PERMISSION TO WRITE: THESIS PREPARATION

Instructor : Jennifer Liese
Website : http://dm.risd.edu/courses/graduate-written-thesis/
Section : 7197
Credits : 3
Fee :
Open to : Graduate, Digital + Media Majors Only

In “On Permission to Write,” essayist Cynthia Ozick distinguishes between the good-citizen writer and the shaman-writer. The first, she says, writes dutifully; the second, obsessively, torrentially, and most crucially, with self-given permission. For artists and designers who have, by and large, favored visual over written expression, obsession and torrent probably come more naturally in the studio than on the page. This course seeks to bring that same uninhibited, exploratory, and illuminating sensibility to the thesis, to suggest that writing is not a duty, but rather can be integral to studio practice. We will look at writing about one s work its art-historical, theoretical, and personal sources; its form and process; its motivation; its interpretation as a kind of translation from form to language (one that can be as individual and authentic as our chosen materials). The course will include in-class writing exercises designed to help us think more deeply and coherently about our work and ideas, as well as discussion of assigned readings.

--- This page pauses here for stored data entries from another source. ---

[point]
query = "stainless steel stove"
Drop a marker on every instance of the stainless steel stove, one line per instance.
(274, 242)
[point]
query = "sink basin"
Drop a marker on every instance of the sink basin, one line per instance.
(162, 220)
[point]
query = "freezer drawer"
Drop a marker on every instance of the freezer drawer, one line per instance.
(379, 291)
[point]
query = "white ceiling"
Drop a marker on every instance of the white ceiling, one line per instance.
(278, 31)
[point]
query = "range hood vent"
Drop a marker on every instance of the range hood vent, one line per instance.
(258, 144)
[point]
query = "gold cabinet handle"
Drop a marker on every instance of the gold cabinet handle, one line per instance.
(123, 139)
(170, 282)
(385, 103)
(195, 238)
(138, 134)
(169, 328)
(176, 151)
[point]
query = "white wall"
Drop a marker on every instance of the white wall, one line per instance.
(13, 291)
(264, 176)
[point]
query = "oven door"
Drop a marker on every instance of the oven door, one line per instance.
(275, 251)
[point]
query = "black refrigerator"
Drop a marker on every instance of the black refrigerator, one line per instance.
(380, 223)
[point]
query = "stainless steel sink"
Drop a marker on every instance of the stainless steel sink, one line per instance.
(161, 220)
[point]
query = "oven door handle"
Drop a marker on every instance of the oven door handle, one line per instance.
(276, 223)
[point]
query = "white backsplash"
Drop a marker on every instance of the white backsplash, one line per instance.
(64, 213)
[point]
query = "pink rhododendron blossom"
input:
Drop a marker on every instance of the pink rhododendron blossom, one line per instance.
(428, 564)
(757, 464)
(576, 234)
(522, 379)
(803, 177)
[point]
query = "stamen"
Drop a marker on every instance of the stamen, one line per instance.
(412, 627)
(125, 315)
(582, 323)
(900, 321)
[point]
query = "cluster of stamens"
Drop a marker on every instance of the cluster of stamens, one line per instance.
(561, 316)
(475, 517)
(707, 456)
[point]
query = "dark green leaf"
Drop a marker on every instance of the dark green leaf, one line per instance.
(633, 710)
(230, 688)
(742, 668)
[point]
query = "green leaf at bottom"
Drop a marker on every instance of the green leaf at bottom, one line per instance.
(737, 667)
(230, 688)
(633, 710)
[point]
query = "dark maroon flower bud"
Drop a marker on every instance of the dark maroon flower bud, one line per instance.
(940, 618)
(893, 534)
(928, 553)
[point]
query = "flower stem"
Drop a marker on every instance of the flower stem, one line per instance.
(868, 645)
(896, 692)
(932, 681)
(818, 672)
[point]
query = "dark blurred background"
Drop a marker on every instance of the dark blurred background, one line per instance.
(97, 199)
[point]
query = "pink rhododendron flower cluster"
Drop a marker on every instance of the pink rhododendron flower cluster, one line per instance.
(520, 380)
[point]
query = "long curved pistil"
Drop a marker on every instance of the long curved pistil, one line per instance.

The readings are exclusively written by artists and designers manifestos, interviews, scripts, criticism, and journal entries selected to suggest that in permitting themselves to write, artists and designers establish artistic agency, lineage, and history itself through that writing. The class will culminate with the presentation of a thesis abstract, outline, and working draft. Restricted to Graduate Level Students and listed under the Graduate Studies office as course: GRAD-052G-01.